Schedule of Events | Search Abstracts | Symposia | Invited Symposia | Poster Sessions | Data Blitz Sessions

Poster E97

Spatiotemporal dynamics of spontaneous tau-rhythms in human temporal cortex

Poster Session E - Monday, April 15, 2024, 2:30 – 4:30 pm EDT, Sheraton Hall ABC

Natalie Schaworonkow1, Peter Donhauser1, David Poeppel1,2; 1Ernst Strüngmann Institute for Neuroscience, Frankfurt am Main, Germany, 2Department of Psychology, New York University, New York, US

Human electrophysiological activity displays intricate oscillations, with the most prominent rhythmic activity manifesting in the alpha-band (8–13 Hz). While the organization of alpha-band rhythms in occipital and sensorimotor cortex has been extensively studied, this is not the case for tau-rhythms, the rhythms in the alpha-band in the temporal cortex. On the hypothesis that these rhythms are basic building blocks for processing functions that are reused across separate sensory domains, tau-rhythms are important to understand for auditory and speech processing. However, this requires a careful differentiation of tau-rhythms from rhythmic or evoked activity in the theta- and delta-bands and an in-depth description of its spatiotemporal dynamics. Here we investigate dynamics and generators of tau-rhythms using high-resolution invasive electrophysiological data. A large dataset, encompassing both subdural grid as well as stereotactically placed depth electrodes, was analyzed to delineate alpha-rhythm generators.

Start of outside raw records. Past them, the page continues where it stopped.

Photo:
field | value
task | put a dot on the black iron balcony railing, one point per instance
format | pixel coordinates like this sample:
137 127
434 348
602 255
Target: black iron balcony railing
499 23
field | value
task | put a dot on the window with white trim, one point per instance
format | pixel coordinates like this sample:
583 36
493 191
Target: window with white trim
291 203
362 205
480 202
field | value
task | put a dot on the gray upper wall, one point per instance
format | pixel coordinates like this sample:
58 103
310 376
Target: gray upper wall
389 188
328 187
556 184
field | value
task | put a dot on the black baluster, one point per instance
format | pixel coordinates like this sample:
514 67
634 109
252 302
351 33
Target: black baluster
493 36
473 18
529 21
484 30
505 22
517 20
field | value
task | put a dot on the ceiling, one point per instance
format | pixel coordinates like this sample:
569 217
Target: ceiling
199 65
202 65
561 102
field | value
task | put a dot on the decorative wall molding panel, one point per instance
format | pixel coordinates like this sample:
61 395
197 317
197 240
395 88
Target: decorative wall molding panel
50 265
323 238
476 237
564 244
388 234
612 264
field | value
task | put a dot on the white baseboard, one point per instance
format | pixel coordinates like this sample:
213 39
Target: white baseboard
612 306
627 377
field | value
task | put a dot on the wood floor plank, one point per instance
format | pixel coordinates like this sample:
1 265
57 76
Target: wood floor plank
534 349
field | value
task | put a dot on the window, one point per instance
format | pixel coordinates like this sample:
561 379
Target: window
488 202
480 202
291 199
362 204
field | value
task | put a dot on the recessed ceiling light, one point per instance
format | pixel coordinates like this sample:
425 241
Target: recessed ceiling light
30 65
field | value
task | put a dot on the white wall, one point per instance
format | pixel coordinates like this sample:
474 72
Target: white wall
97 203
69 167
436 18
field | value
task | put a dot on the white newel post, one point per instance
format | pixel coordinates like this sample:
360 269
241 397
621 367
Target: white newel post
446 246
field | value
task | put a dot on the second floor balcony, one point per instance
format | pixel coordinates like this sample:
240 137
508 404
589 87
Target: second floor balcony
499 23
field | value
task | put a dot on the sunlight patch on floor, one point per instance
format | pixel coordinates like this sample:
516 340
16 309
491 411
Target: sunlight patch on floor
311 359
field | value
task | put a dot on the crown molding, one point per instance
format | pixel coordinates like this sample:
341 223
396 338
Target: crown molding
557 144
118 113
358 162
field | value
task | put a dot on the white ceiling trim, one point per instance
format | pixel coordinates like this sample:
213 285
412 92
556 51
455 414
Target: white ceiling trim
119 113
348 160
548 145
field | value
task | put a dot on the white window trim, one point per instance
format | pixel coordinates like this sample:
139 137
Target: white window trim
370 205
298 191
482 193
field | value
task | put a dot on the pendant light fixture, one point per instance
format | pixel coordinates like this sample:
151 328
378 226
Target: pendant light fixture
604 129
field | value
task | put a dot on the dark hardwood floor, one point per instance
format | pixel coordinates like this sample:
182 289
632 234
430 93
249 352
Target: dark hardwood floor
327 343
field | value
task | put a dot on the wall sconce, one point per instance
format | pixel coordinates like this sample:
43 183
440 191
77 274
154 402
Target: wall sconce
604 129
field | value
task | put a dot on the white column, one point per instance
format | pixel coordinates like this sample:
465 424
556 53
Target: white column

We identified rhythms with independent amplitude in the alpha-band, and mapped them to cortical and subcortical regions. Focusing on tau-rhythms in the temporal cortex, we found several independent oscillatory sources for selected individual participants, with differential spatial spread across the temporal cortex and event-related desynchronization to sound. Next, we explored generative models of these rhythms using leadfield simulations, considering the possibility of traveling waves or separate oscillatory sources. We characterized the human tau-rhythm, identifying several oscillatory sources within temporal cortex. The findings contribute to the understanding of the family of different alpha-band rhythms and provide a necessary foundation for future investigation into the functional significance of tau-rhythms in perceptual processing.